Science, Right and Wrong
The evolution of knowledge
By Sam Kean
Curiosity: How Science Became Interested in Everything, By Philip Ball, University of Chicago Press, 465 pp., $35
Brilliant Blunders: From Darwin to Einstein—Colossal Mistakes by Great Scientists That Changed Our Understanding of Life and the Universe, By Mario Livio, Simon & Schuster, 341 pp., $26
"Aristotle called it aimless and witless. St. Augustine condemned it as a disease. The ancient Greeks blamed it for Pandora’s unleashing destruction on the world. And one early Christian leader even pinned the fall of Lucifer himself on idle, intemperate, unrestrained curiosity.

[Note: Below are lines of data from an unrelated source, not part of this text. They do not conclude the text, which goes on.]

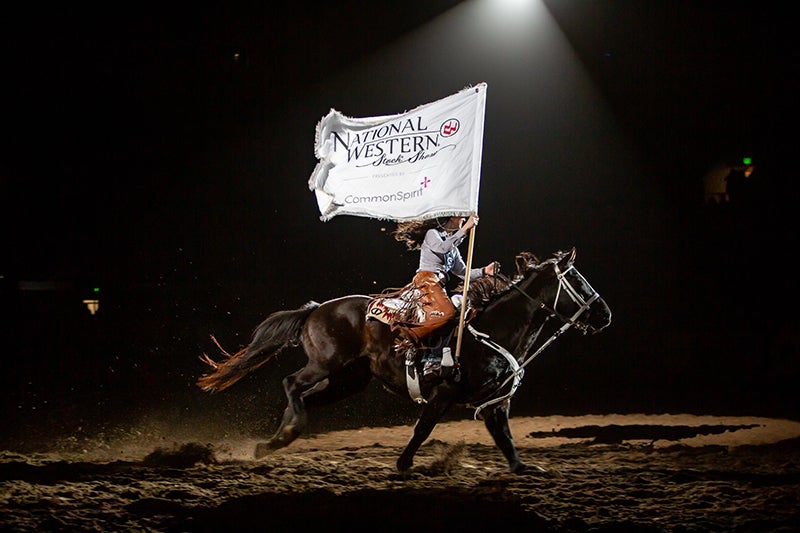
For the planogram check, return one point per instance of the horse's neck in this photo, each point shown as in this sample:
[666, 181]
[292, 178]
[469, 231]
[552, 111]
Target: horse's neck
[514, 319]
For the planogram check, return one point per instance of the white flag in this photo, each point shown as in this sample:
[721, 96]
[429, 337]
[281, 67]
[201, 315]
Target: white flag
[424, 163]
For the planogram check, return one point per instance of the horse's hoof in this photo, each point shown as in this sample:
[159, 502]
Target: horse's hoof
[263, 449]
[522, 468]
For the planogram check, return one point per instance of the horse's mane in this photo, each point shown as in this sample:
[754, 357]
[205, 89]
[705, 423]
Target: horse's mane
[484, 290]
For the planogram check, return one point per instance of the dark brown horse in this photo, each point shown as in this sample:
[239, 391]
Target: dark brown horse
[345, 350]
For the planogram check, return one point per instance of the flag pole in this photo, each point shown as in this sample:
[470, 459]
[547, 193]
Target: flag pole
[466, 288]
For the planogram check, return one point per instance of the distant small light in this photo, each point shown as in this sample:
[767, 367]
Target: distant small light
[92, 305]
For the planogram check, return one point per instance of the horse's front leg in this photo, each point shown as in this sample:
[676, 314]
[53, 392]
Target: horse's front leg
[438, 404]
[496, 420]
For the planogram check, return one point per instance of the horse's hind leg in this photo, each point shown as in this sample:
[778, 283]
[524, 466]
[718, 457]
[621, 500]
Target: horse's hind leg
[295, 418]
[496, 420]
[436, 407]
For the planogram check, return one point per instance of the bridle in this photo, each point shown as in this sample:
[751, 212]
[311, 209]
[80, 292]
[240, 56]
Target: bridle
[518, 364]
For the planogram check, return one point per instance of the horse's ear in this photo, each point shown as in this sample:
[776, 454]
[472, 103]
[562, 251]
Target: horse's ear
[567, 258]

Today, the exploration of new places and new ideas seems self-evidently a good thing. For much of human history, though, priests, politicians, and philosophers cast a suspicious eye on curious folks. It wasn’t just that staring at rainbows all day or pulling apart insects’ wings seemed weird, even childish. It also represented a colossal waste of time, which could be better spent building the economy or reading the Bible. Philip Ball explains in his thought-provoking new book, Curiosity, that only in the 1600s did society start to sanction (or at least tolerate) the pursuit of idle interests. And as much as any other factor, Ball argues, that shift led to the rise of modern science."